This is a cartoon drawing that brings to life an in-joke shared by family members during the holidays. Erin C. from Sarasota, FL requested this drawing of two St. Bernard dogs with one wearing a red sweater. Here is what Erin asked for which explains this drawing in more detail:
“Every other year or so growing up, my family would take a road trip to North Dakota to visit my grandmother. Often times we’d “swing by” Texas to pick up my dad’s twin sister and our cousin, Kris. Cousin Kris is an only child and the only cousin within a 10-year age span of me and my two siblings, so we were all especially close. One year on our road trip, my older sister and Cousin Kris told me this “joke” to see if they could get me to laugh: “A St. Bernard was wearing a red sweater and his mom walked in and said, ‘I thought you were wearing a green sweater.’” My sister and Cousin Kris laughed hysterically as they told the “joke” and I thought, not wanting to be the little sister who didn’t get it, I better laugh too. They finally let me in that the punchline is the joke isn’t funny and the point is to see if they could get you to laugh (even though the “joke” made no sense).
I was hooked—I’m in on the joke! I wanted to try it and we decided our parents made the perfect people to pitch. A sweet and happy man, my dad’s stone-cold response was still, “That’s not funny. I don’t get it.” We never did get him to join in on the giggles that trip, no matter how many times we repeated the red sweater/green sweater one-liner.

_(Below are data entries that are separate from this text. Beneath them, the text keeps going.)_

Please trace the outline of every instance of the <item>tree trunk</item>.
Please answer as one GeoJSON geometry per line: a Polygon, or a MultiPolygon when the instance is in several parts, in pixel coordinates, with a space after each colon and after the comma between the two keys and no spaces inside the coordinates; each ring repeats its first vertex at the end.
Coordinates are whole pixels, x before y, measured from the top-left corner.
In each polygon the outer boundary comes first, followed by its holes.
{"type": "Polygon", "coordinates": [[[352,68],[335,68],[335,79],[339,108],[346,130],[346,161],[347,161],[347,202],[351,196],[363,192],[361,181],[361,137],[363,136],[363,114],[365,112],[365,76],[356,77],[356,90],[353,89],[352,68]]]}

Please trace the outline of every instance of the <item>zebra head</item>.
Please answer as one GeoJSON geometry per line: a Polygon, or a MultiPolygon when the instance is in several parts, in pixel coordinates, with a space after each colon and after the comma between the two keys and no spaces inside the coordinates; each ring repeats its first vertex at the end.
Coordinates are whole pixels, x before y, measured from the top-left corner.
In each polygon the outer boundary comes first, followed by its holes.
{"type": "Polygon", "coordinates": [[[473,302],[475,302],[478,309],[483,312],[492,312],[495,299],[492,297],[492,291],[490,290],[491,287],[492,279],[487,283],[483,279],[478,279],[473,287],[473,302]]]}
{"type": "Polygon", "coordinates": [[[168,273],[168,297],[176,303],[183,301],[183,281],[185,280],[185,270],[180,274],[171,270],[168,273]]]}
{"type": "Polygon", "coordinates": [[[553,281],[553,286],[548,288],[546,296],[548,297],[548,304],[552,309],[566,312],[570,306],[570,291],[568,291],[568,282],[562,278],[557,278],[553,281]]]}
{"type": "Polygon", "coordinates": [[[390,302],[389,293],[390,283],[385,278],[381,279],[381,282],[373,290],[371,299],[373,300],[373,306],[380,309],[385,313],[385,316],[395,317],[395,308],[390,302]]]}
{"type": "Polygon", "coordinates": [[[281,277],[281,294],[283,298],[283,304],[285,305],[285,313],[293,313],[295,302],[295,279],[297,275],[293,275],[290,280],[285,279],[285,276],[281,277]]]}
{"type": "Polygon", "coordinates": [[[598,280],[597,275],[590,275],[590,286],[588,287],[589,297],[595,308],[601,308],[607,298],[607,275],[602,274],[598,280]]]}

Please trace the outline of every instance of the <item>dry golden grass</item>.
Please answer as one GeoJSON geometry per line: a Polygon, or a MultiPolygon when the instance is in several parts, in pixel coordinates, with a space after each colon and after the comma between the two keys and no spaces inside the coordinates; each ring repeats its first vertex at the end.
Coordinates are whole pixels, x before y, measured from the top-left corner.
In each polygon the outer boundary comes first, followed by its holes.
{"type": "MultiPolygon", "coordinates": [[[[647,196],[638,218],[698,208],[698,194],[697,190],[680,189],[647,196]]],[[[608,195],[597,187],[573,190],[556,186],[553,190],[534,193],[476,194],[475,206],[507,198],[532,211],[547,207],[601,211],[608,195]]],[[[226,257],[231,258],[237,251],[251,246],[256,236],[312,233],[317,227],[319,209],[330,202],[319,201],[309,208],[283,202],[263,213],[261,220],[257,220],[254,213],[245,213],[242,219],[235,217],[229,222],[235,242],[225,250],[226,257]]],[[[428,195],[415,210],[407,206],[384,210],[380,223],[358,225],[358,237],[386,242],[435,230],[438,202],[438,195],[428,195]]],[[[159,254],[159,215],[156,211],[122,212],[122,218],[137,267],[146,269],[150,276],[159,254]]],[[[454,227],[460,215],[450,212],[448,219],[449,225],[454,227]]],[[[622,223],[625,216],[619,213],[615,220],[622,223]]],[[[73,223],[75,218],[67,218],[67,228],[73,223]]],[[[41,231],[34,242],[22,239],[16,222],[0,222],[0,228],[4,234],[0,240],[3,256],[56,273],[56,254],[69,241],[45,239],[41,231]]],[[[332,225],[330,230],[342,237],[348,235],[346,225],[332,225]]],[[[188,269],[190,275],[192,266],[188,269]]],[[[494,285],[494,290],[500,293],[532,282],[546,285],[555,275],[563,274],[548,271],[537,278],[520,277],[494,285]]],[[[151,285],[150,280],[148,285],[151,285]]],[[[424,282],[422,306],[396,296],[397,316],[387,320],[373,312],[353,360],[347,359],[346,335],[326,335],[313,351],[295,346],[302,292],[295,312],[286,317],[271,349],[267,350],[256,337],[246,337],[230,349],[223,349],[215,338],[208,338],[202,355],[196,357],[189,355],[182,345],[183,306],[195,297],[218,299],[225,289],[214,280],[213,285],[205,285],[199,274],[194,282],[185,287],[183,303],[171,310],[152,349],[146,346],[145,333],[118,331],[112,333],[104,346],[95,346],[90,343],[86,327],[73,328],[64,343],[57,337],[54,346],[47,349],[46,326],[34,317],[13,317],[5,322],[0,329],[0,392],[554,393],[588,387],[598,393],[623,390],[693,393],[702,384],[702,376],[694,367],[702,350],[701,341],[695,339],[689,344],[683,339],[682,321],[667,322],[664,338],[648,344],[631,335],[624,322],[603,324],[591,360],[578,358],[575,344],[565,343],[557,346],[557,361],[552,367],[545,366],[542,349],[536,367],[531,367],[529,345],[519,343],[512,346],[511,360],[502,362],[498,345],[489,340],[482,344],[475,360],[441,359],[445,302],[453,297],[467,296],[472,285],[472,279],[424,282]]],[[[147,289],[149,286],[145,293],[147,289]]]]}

However, to this day, every Christmas when someone walks through the door in a red sweater, you can hear a Barker family member say, “I thought you were wearing a green sweater!” Almost 30 years later, the joke makes us all laugh until we cry. We lost our aunt, my dad’s twin, to brain cancer a few years ago and our Cousin Kris serves as a missionary in Indonesia, so we aren’t able to visit as often as we used to. The “St. Bernard Joke” is now an old inside family joke that may not fill the hearts of those around us as we try to explain it anew each year, but warms ours beyond measure and sparks a happy memory of togetherness.”